New Zealand: Medical Cannabis Sector Crowing About Failed Referendum

A report in runs with the headline

Referendum result a blessing for medicinal cannabis industry

Certain elements of the medicinal cannabis sector in NZ pushed hard for the NO vote prior to the referendum and today  this report by Stuff.Co confirms their celebration.

They’ve created themselves a nice little cartel going forward and the spruiking for spending more of your money on medical cannabis starts here.

We believe that all the NO vote has achieved is a stronger black market to satisfy recreational demand and the opportunity for medical suppliers to foist over priced product onto the market.

Anybody who follows the US State markets knows that recreational regulation shrinks the medical market .

As Detroit Legal News points out

Broad legalization of marijuana results in fewer, more expensive options for the sick
Much of the decline comes from consumers who, ill or not, got medical cards in their states because it was the only way to buy marijuana legally and then discarded them when broader legalization arrived. But for people who truly rely on marijuana to control ailments such as nausea or cancer pain, the arrival of so-called recreational cannabis can mean fewer and more expensive options.

Here are a few snippets from the Stuff report (op-ed)

Firstly we are told..

While that’s bad news for recreational users, its good news for the medicinal cannabis industry as it removes the “fog factor” of sufferers trying to self-medicate like Rover.

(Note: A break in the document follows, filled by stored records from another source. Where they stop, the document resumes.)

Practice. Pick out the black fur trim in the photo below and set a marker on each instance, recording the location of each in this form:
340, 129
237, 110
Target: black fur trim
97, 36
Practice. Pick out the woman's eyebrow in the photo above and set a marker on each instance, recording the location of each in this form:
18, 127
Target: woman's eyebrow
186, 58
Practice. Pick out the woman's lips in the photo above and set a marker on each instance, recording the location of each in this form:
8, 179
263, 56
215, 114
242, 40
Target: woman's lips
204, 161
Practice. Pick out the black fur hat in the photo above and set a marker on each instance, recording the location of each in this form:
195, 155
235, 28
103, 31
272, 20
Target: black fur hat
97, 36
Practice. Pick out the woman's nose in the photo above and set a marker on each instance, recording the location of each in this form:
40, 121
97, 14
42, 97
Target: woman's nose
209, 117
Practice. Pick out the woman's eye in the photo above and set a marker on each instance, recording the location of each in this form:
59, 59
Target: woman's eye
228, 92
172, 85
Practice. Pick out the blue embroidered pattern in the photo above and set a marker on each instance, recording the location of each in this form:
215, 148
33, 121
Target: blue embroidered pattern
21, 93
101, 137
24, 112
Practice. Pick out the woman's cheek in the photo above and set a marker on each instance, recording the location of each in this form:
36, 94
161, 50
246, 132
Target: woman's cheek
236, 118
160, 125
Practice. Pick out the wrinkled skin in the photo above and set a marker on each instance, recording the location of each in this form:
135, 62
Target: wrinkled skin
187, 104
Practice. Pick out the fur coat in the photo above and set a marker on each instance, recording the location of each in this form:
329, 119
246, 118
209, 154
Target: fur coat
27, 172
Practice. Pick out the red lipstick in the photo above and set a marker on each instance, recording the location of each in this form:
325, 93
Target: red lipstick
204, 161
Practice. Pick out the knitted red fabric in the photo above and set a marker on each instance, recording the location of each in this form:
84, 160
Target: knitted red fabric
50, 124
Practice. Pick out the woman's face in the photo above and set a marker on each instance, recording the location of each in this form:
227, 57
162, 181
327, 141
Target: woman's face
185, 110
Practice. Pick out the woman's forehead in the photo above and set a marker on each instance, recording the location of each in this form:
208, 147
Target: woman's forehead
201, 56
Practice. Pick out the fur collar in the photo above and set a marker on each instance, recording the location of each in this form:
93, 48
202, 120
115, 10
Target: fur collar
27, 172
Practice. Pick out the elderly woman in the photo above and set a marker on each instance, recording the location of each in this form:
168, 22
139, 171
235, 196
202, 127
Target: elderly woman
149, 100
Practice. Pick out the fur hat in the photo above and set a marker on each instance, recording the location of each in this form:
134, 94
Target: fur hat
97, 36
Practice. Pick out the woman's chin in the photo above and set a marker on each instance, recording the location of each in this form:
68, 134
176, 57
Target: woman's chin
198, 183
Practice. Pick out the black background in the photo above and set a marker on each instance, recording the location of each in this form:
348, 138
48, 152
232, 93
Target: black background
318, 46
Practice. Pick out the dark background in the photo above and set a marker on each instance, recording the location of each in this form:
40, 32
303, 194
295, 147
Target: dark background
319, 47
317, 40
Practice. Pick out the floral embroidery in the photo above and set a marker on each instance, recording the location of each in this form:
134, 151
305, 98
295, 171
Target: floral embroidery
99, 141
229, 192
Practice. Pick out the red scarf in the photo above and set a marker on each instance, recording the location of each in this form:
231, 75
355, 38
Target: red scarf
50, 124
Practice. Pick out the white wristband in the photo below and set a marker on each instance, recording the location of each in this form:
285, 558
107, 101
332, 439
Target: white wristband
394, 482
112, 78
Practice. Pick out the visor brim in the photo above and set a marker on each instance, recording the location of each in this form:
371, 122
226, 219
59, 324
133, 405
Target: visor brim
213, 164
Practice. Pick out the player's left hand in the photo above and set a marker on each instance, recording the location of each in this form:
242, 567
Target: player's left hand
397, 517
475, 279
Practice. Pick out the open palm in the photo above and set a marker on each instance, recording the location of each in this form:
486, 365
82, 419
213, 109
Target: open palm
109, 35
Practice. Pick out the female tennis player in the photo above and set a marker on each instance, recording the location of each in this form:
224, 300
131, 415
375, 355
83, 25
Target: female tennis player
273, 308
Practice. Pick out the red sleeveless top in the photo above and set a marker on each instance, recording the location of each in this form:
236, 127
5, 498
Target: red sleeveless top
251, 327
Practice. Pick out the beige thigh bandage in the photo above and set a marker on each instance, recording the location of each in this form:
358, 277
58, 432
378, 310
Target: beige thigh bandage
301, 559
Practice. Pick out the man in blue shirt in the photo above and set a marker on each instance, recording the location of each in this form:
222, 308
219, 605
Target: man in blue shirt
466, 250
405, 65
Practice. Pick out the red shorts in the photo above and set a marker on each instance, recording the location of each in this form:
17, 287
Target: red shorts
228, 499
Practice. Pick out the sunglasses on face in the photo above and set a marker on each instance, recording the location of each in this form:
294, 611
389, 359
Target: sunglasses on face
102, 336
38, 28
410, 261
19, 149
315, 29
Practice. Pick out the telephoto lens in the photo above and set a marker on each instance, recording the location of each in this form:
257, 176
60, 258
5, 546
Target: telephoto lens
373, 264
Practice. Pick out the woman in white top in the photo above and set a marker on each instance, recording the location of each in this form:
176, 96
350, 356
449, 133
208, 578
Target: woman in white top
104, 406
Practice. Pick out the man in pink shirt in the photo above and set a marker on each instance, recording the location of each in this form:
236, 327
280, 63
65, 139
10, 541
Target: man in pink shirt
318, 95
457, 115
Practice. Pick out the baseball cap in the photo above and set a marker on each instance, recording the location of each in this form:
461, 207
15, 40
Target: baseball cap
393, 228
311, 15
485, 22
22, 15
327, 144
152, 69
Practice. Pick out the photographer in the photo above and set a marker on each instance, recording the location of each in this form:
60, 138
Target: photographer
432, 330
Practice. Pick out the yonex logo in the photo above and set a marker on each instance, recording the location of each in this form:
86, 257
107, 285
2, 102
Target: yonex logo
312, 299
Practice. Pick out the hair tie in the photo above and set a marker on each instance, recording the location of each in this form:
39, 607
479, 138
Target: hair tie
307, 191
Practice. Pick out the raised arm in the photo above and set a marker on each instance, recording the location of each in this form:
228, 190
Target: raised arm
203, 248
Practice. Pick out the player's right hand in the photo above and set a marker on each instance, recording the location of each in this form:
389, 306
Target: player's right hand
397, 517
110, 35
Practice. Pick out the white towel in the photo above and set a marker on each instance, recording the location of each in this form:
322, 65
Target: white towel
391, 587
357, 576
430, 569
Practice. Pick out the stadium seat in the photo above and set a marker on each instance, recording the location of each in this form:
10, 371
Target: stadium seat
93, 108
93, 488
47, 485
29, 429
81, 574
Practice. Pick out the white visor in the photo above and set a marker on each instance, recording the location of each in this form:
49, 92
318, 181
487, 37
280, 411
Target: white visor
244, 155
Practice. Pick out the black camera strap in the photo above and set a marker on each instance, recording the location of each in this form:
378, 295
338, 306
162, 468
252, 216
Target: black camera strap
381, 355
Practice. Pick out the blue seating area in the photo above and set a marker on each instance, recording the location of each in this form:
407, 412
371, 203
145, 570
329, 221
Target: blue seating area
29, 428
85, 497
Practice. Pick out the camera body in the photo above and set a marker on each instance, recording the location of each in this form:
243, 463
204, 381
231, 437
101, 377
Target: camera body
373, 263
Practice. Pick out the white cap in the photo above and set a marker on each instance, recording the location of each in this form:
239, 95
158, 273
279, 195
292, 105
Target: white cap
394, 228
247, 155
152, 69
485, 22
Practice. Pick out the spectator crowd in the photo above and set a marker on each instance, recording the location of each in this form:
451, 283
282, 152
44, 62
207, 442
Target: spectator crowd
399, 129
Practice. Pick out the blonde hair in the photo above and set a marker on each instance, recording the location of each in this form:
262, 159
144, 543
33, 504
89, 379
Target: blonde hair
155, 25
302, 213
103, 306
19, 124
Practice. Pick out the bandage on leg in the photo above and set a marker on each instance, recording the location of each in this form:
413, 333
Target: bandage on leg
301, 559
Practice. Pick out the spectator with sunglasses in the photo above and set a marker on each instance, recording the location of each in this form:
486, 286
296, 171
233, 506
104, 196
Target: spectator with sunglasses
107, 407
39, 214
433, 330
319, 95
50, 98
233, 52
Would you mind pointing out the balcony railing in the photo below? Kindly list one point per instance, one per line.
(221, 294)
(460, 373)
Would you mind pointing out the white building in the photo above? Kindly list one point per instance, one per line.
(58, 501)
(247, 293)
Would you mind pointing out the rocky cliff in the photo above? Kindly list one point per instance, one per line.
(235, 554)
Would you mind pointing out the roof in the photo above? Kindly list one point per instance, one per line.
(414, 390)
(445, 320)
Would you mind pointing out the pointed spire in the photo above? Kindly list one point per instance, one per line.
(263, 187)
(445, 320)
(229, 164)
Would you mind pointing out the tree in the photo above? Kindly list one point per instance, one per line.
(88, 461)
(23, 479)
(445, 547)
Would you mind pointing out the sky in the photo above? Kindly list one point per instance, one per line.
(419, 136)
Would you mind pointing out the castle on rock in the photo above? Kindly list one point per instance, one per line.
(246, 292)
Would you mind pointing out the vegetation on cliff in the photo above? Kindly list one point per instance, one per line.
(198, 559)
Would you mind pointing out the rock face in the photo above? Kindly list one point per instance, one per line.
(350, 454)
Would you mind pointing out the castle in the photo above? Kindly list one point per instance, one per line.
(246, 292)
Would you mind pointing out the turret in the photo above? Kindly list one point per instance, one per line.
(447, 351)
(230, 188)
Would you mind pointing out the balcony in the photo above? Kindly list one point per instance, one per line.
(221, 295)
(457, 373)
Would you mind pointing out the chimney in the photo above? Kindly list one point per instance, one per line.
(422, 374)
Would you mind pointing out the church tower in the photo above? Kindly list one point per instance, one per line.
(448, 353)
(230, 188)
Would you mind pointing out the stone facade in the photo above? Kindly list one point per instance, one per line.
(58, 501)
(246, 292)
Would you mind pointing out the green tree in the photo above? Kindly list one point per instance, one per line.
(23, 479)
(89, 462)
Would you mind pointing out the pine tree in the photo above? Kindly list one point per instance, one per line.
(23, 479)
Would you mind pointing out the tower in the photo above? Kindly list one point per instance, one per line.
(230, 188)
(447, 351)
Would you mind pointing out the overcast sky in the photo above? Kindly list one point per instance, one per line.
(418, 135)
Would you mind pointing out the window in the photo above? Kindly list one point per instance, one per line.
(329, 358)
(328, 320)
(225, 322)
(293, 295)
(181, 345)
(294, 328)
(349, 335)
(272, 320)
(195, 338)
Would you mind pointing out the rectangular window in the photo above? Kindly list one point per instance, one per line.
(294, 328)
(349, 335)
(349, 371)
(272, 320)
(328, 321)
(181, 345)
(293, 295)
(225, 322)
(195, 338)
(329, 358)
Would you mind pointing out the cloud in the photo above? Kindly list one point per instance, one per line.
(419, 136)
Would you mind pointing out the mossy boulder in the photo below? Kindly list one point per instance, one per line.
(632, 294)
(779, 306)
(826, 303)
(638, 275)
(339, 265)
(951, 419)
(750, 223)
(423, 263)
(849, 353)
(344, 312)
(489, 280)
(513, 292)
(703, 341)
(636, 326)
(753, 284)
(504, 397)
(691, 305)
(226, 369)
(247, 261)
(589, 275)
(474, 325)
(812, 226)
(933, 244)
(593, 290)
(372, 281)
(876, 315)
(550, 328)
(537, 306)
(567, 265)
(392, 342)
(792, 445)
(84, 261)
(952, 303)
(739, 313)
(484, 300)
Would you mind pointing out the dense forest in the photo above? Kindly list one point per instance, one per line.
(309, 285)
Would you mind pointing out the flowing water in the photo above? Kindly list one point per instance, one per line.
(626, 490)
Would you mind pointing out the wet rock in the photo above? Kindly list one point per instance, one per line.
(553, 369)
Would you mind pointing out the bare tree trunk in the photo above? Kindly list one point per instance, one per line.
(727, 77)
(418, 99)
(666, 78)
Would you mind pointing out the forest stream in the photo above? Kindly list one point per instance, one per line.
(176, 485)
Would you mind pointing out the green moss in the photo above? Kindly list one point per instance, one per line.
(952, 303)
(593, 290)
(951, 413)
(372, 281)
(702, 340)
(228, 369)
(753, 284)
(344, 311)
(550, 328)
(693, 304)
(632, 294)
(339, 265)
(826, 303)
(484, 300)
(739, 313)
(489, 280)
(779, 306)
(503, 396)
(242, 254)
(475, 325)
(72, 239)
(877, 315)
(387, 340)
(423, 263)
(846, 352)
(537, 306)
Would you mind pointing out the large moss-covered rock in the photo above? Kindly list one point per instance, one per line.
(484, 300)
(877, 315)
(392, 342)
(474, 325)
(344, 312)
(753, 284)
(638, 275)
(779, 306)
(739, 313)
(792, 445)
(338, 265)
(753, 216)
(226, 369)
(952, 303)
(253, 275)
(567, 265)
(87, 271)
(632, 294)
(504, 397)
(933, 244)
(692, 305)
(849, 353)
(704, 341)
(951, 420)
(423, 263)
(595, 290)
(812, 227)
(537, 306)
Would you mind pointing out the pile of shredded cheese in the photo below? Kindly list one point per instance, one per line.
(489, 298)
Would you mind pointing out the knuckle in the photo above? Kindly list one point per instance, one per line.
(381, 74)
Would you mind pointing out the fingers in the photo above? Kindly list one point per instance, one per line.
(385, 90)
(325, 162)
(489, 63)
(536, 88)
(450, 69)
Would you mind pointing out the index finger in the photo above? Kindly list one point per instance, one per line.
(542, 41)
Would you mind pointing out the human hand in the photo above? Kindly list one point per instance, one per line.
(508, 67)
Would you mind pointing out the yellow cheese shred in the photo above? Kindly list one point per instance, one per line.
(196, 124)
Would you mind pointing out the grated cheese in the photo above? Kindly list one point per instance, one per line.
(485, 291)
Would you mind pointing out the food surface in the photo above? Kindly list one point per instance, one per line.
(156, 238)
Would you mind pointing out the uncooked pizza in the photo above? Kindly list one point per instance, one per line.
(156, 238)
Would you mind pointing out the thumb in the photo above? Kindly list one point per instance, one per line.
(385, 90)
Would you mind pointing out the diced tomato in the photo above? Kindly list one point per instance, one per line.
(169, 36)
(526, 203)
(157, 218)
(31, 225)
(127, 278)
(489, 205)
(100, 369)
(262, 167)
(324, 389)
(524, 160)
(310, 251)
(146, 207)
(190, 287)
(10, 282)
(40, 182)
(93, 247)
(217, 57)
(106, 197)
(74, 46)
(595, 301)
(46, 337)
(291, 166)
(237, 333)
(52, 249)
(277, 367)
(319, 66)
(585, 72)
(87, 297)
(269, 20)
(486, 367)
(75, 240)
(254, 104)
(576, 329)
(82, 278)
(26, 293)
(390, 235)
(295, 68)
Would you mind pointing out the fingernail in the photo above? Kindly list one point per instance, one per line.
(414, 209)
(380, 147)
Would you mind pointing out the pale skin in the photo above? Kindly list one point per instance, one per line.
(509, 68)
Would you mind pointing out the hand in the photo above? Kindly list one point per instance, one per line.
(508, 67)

Then we get some industry mansplaining

That’s because recreational cannabis tends to be high in THC rather than CBD. THC is the main psychoactive compound in cannabis, its what’s what makes people feel high.

CBD doesn’t have that effect. Instead it works with elements in the body linked to well-being. And in particular it seems to work well for chronic pain. It also has the affect of mitigating some of the psychoactive affects of THC.

CBD-rich cannabis tends to be most effective when applied topically or internally, as opposed to being aspirated. The “secret sauce” to treating specific conditions is getting the right mix of THC, CBD and other cannabinoids.

I learnt this earlier this year when I did some work with medicinal cannabis company Ora Pharm, who are building a major medicinal cannabis operation in the Waikato. Their business is focused on producing tinctures, lotions and tablets with targeted combinations of CBD, THC, terpenoids and flavonoids to address specific ailments.

Followed up by some little digs including the following

That’s because professional producers won’t have to compete with the enthusiastic but unskilled DIY sector

Read the full article at


As Choloe Swarbrick  the Green Party’s drug law reform spokesperson told NZ Media on learning about the No vote

Swarbrick  said she was proud of the “yes” campaign which “always spoke to the facts” rather than the “tide of misinformation” from the other side.

For us at CLR it is particularly sad that the other side included medical cannabis producers.


We also note the Guardian have just published this article

New Zealand’s rejection of legalising cannabis is a triumph for fear-mongering

As someone who campaigned hard for a yes vote, for much needed reform of our drug laws, I am reduced to tears. I have been receiving heartbreaking emails from people thanking me for my work to try and get the evidence out there, to try and stem the tide of fear-mongering and misinformation about cannabis and those who use it.

People are weeping for their communities, families and friends who have been affected by drug laws over the decades since the Misuse of Drugs Act, 1975 was introduced in Zealand, for the lost opportunity for reform, and most of all for those marginalised and vulnerable communities who will continue to bear the brunt of our outdated drug laws that are no longer fit for purpose.